The URL in the following The CSV file does not contain a header rowimport command must point to the folder containing a manifest file in JSON format, as described in the example manifest. This file can be located in Cloud Storage, Amazon S3, or a local file folder, using the same URL format for credentials as described in Avro import instructions. To start the import, run the following command:

spanner databases import DATABASE_ID --url="URL" --format=csv

CSV import options

Use the following flags to customize how Spanner Omni handles text files:

  • --csv-date-format: Overrides the format for date columns. The default is %Y-%m-%d. Example: %d/%m/%Y.

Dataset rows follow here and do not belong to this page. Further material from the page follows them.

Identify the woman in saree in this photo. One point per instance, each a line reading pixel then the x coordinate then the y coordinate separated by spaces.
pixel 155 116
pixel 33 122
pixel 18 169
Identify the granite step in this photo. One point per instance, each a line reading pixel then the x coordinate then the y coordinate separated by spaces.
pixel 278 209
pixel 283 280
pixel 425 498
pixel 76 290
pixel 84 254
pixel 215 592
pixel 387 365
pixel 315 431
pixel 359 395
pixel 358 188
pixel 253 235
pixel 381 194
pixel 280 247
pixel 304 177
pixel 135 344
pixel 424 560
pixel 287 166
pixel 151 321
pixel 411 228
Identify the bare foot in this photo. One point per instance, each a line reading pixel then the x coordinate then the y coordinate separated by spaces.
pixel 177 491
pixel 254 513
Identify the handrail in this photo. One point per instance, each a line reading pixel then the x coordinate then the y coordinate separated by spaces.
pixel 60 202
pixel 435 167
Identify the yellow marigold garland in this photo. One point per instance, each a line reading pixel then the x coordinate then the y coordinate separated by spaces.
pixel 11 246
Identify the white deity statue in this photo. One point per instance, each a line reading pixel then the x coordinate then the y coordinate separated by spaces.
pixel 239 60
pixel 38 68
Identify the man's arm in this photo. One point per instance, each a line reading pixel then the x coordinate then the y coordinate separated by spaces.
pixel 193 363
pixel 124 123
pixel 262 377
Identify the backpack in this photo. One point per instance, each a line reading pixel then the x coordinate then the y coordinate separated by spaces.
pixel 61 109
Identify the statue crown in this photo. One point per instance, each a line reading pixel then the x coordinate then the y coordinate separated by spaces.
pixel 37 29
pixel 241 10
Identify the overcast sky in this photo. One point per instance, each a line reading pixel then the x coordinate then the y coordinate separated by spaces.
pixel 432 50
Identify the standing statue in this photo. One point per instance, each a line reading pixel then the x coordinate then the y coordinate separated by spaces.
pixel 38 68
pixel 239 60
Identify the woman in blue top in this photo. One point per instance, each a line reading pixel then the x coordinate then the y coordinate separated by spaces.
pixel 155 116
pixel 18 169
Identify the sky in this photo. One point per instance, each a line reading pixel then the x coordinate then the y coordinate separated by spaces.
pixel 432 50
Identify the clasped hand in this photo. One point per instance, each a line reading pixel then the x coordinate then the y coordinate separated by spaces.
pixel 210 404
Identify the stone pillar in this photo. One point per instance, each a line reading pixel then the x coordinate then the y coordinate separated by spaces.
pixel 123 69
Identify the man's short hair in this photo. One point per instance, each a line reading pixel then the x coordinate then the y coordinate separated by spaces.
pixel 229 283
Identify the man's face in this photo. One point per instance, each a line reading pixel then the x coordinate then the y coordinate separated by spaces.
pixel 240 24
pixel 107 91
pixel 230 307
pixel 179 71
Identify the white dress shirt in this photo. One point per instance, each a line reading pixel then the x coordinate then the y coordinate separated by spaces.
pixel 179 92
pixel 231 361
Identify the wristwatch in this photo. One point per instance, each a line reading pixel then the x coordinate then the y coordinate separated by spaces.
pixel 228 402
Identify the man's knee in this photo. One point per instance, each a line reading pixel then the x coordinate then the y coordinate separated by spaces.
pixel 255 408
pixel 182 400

  • --csv-timestamp-format: Overrides the format for timestamp columns. Use this only if Spanner Omni doesn't support the format in the CSV. Example: %d/%m/%Y %H:%M:%S%Ez.

  • --csv-delimiter: Overrides the delimiter character. The default is a comma.

  • --csv-quote-char: Overrides the quote character. The default is a double quote.

  • --csv-escape-char: Overrides the escape character. The default is a double quote.

  • --csv-null-string: Overrides the string that represents NULL values. The default is \N.

  • --csv-has-trailing-delimiters: Specifies whether the CSV files have trailing delimiters. The default is false.

Export to Avro files

To export data to Avro files, follow the URL format instructions in the Avro import instructions.

Any server in the deployment can write data to the provided datastore. If you use a local file folder as the destination, ensure all servers have access to the same path and can write to it in parallel.

The system exports all tables and entities in the database. Ensure you provide a new, empty folder path for the exported data.

To start the export, run the following command:

spanner databases export DATABASE_ID --url="URL" --format=avro

CSV exports support tables only and don't export the database schema.

Export to CSV files

CSV exports don't export the database schema and support tables only. To export data to CSV files, run the following command:

spanner databases export DATABASE_ID --url="URL" --format=csv

Troubleshooting

If an import fails, schema updates and imported data don't automatically revert. Manually clean up the database before you retry the operation.

The speed of an import operation depends on several factors, including the number of files in the folder, the available compute resources in the deployment, and disk speed. If sufficient resources are available, the system imports files in parallel.